Weihnachten (mod. German) 
"Wih-Nights"; the Yule season. 
weofed (AS) 
altar; see harrow 
Werðende 
"becoming"; the middle Norn. AS Weorðende; ON Verðandi. 
wight 
any sort of being. You, Wodan, and the Thing that goes Bump in your yard at night, can all be called "wights", though in "Trothspeak" the word is most often applied to beings in the class of the Thing that goes Bump (as in "What the Hel is that wight out there?") or used as a wide generalization ("all holy wights" means god/esses, ghosts, land-wights, humans, and well-meaning etins or other creatures). ON vættr 
wih 
"holy", as in "wih-stead"; "Wih-Nights", and so forth. "Holiness" in the sense that it is set apart from the usual world, as set against the usual word holy, which means the oneness of the worlds beyond with this world. 
wih-smoke 
recels, or incense. 
wih-stead 
a holy area which is set apart from the world of daily life, usually by enclosure.
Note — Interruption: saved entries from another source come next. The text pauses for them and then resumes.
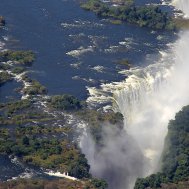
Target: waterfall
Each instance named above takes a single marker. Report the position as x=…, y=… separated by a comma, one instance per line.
x=182, y=5
x=148, y=98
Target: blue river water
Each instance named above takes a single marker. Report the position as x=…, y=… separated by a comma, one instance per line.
x=74, y=49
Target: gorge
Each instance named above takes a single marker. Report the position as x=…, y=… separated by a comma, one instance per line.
x=148, y=98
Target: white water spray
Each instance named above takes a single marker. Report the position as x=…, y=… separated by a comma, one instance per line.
x=182, y=5
x=148, y=99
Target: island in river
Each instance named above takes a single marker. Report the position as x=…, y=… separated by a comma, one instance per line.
x=28, y=129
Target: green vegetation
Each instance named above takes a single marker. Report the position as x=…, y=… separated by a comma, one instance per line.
x=116, y=22
x=4, y=77
x=20, y=57
x=144, y=16
x=175, y=158
x=18, y=70
x=2, y=21
x=65, y=102
x=58, y=155
x=21, y=112
x=50, y=184
x=97, y=120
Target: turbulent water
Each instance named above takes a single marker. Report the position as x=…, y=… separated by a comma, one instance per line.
x=82, y=50
x=148, y=98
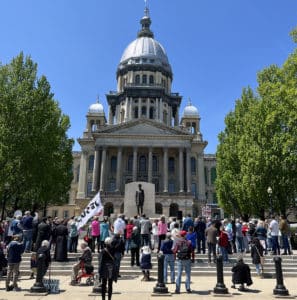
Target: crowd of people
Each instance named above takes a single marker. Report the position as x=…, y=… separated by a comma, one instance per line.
x=138, y=237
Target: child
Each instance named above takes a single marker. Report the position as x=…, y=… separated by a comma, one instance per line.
x=192, y=236
x=33, y=263
x=145, y=262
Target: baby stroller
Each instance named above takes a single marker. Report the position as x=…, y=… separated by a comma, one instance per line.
x=86, y=271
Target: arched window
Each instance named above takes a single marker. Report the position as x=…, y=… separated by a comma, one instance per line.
x=91, y=163
x=193, y=165
x=143, y=111
x=136, y=113
x=130, y=163
x=171, y=165
x=173, y=209
x=158, y=208
x=142, y=164
x=151, y=79
x=113, y=164
x=213, y=175
x=155, y=164
x=144, y=79
x=152, y=113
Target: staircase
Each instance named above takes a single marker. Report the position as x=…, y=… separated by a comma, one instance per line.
x=199, y=268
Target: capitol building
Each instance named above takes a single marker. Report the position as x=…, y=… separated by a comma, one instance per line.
x=144, y=137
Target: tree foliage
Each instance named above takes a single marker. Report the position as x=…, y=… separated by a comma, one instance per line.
x=258, y=147
x=35, y=152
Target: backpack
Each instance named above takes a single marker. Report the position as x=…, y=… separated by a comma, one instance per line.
x=183, y=251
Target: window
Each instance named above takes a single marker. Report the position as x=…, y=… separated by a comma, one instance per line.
x=152, y=113
x=89, y=188
x=142, y=164
x=158, y=208
x=155, y=164
x=144, y=79
x=171, y=165
x=143, y=111
x=135, y=112
x=91, y=163
x=171, y=187
x=151, y=79
x=113, y=164
x=130, y=163
x=206, y=175
x=213, y=175
x=193, y=165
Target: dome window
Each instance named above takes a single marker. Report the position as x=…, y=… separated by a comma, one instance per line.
x=151, y=79
x=144, y=79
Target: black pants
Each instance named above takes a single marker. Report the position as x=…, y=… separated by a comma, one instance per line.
x=104, y=284
x=134, y=254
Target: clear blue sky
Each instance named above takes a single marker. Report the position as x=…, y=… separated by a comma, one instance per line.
x=215, y=48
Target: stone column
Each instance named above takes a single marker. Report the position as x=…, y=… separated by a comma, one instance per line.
x=165, y=169
x=119, y=168
x=150, y=164
x=134, y=168
x=181, y=170
x=188, y=169
x=201, y=183
x=81, y=194
x=102, y=175
x=95, y=171
x=139, y=108
x=148, y=108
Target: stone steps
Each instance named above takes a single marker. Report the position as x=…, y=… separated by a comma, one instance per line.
x=199, y=268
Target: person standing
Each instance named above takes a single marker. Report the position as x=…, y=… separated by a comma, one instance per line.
x=61, y=233
x=135, y=246
x=166, y=248
x=95, y=233
x=15, y=250
x=274, y=228
x=200, y=226
x=211, y=239
x=107, y=269
x=182, y=250
x=27, y=225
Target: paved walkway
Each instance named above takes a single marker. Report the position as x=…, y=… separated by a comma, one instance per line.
x=128, y=288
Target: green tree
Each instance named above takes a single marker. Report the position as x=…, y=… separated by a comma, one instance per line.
x=35, y=152
x=258, y=147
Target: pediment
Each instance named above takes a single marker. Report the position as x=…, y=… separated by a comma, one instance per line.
x=145, y=127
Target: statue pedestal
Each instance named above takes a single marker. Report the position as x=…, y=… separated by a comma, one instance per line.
x=130, y=208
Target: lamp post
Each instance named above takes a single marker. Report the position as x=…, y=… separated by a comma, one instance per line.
x=6, y=188
x=269, y=191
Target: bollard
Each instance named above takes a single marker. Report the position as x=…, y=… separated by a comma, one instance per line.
x=97, y=289
x=38, y=286
x=280, y=289
x=220, y=288
x=160, y=287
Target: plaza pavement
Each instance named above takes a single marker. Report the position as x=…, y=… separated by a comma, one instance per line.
x=128, y=288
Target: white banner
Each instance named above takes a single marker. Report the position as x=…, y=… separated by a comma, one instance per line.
x=94, y=208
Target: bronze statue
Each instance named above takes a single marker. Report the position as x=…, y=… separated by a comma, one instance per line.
x=139, y=199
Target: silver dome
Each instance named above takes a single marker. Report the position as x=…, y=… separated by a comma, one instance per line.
x=96, y=108
x=145, y=50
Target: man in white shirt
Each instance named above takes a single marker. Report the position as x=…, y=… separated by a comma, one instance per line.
x=274, y=231
x=119, y=225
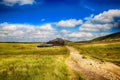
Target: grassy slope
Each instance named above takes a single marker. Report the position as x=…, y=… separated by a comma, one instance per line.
x=19, y=61
x=103, y=51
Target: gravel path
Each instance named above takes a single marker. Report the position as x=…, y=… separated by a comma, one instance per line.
x=91, y=69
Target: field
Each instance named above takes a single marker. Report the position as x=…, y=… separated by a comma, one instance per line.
x=103, y=51
x=24, y=61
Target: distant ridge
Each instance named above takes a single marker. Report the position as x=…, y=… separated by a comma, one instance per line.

Old Norse vŽ. 
wod 
poetic inspiration/fury/madness; sometimes used especially for the various sorts of inspiration rising from alcohol (as in that often-heard phrase, "The wod was really flowing at that ritual last night"). Pronounced to rhyme with "flowed". 
Wodan 
Óðinn (ON), *Woþanaz (Proto-Germanic), Woden (AS), Odin (Anglicized Norse), Oden (mod. Danish/Swedish), Wotan (mod. German, Wagner), *Wodans (Gothic). See chapter. 
*Woðanaz 
Wodan, Proto-Germanic 
Woden 
Wodan, Anglo-Saxon. 
Wotan 
Wodan, modern German, Wagner. 
Wulþur (Primitive Norse) 
Ullr (ON), Wuldor (OE), Wulþus (Gothic) 
wynn (AS) 
joy 
wyrd (AS) 
fate. Also the proper name Wyrd (ON Urðr), for the eldest Norn who embodies that-which-is and thus determines that which becomes and shall be. 
yare 
ready, prepared, skilled (ON görr). 
yeme 
to care for, to look attentively upon. 
Þ, þ 
"thorn" (derived from the rune *thurisaz). Shows the hard "th" sound, as in "thorn", for which there was no corresponding Roman letter. Current convention places it after "z", though in older dictionaries, it may be found after "t" or in place of "th". See Ð (after "d"). 
þáttr 
a section of a saga. Thus, to look up "Gunnars þáttr helmings", you must also know that it is located within Óláfs saga Tryggvasonar, in the version of that saga which appears in Flateyjarbók (as opposed to the one in Heimskringla). 
Þing 
the judgement-meeting of the Germanic peoples. The most famous and regularly held of these was the Icelandic Alþing, to which all the important folk in the land had to come to settle their cases, deem over the law, and set the year's calendar. 
Þingvellir 
the stead where the Icelandic Alþing was held. 
Þórr 
Thonar, Old Norse 
ørlög (ON) 
"primal layer/law"; the basic grounding which sets the shape of wyrd.